Dans le monde, plus de 200 millions de filles et de femmes sont victimes de mutilations génitales.

44 millions de ces victimes ont moins de 15 ans.  Les filles et les jeunes femmes qui ont subi des mutilations génitales luttent souvent toute leur vie contre les conséquences physiques et émotionnelles de l'intervention. Chaque année, 4 millions de filles supplémentaires risquent d'être excisées.

31 pourcent des jeunes femmes entre 15 et 24 ans ne sont pas scolarisées et n'ont pas de travail. 

C'est plus de deux fois plus que les jeunes hommes (14%).

Lors des catastrophes et des crises, les filles sont souvent particulièrement touchées.

Également pendant la crise liée au COVID. La pandémie fait obstacle aux programmes de prévention de l'excision et des mariages d'enfants, avec pour conséquence que 13 millions de mariages précoces et forcés supplémentaires devraient avoir lieu au cours des dix prochaines années.

 

Cela doit changer !

Nos solutions : 

L'éducation protège les filles contre le mariage précoce et la grossesse

Parce que les filles éduquées sont plus indépendantes, plus confiantes et connaissent leurs droits. Et parce qu'elles ont plus d'opportunités d'emploi et de gagner leur propre argent, elles deviennent plus autonomes. Elles pourront mieux subvenir à leurs besoins et à ceux de leurs futur‧e‧s enfants. Les filles qui terminent l'enseignement primaire et secondaire ont plus de chances d'être en bonne santé, d'avoir un emploi rémunéré et de gagner plus de revenus. Elles sont également plus susceptibles de fournir une éducation et des soins de santé à leurs propres enfants.

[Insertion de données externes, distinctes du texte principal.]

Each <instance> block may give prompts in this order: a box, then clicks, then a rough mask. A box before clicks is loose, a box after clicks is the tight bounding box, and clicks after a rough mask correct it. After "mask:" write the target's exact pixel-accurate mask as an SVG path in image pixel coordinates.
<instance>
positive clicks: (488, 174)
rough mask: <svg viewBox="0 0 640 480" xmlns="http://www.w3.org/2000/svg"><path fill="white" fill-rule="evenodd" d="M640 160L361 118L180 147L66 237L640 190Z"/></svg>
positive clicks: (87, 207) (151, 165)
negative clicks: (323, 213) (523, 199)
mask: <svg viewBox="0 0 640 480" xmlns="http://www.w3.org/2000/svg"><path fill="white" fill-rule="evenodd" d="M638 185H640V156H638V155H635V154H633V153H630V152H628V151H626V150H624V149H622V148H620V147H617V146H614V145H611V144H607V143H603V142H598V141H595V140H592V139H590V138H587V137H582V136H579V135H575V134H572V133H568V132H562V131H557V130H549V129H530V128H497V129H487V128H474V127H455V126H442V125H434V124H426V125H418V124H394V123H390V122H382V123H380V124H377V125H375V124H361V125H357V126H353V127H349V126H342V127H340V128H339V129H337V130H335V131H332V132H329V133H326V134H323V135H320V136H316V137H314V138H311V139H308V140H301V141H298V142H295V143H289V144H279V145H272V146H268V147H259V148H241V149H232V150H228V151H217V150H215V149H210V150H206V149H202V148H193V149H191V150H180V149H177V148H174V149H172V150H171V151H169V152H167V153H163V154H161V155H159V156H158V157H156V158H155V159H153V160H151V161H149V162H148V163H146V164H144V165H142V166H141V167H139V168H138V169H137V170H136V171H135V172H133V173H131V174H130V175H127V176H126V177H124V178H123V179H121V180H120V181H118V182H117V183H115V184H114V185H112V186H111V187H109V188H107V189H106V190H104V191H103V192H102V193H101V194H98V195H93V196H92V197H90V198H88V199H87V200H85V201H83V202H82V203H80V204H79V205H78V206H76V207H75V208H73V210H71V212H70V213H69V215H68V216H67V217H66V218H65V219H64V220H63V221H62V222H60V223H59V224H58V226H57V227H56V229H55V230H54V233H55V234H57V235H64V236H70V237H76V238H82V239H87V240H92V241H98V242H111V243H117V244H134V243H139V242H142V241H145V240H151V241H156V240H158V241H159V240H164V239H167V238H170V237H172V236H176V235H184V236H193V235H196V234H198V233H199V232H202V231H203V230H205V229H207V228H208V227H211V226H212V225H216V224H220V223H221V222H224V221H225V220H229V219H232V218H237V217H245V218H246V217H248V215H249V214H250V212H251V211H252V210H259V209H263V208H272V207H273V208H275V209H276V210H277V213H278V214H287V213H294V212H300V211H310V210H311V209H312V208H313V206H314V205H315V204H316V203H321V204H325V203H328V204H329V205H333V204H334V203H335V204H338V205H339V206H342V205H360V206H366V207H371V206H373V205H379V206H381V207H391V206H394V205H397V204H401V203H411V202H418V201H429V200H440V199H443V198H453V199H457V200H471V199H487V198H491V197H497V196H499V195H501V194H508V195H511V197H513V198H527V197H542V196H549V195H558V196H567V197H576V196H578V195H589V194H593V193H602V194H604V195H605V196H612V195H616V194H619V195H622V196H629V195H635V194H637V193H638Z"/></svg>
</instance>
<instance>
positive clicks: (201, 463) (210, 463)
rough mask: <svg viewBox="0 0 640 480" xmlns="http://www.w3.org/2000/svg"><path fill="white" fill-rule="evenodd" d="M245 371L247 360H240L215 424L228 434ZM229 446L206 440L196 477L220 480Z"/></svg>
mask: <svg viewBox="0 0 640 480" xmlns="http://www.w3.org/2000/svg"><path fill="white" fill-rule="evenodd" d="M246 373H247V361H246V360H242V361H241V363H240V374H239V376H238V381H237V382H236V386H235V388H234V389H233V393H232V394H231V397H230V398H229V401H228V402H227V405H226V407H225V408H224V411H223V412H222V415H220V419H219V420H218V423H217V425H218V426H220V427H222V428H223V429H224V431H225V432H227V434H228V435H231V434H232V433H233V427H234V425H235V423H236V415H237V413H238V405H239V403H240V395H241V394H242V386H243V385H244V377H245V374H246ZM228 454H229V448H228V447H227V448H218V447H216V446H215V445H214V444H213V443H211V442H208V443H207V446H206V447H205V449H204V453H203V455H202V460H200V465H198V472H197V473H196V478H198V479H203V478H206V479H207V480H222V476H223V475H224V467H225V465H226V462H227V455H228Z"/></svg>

L'éducation des filles entraîne une forte réduction de la mortalité infantile

Rien n'est plus efficace contre la mortalité infantile que l'éducation des filles. Si toutes les filles de nos pays partenaires terminaient leurs études secondaires, la mortalité infantile diminuerait de 49 %. Les filles diplômées gagnent davantage, sont mieux informées sur les maladies et ont davantage recours à l'assistance médicale.

Au cours des dix dernières années, 25 millions de mariages d'enfants ont été évités.

Grâce à la lutte contre les mariages précoces et forcés, le nombre de femmes qui se sont mariées avant l'âge de 18 ans a diminué de 15% : de 1 sur 4 à 1 sur 5.

Note : Conformément à la vision de Plan International sur l'intersectionnalité, telle que définie dans notre politique mondiale sur l'égalité de genre et l'inclusion, nous reconnaissons que de nombreuses personnes s'identifient comme étant homme ou femme. Nous reconnaissons également que le genre n'est pas binaire mais englobe un continuum de possibilités. Pour faciliter la lecture, nous faisons référence aux femmes, aux hommes, aux filles et aux garçons tout au long du document. Cela ne diminue en rien notre engagement et notre coopération avec les personnes ayant une identité de genre différente.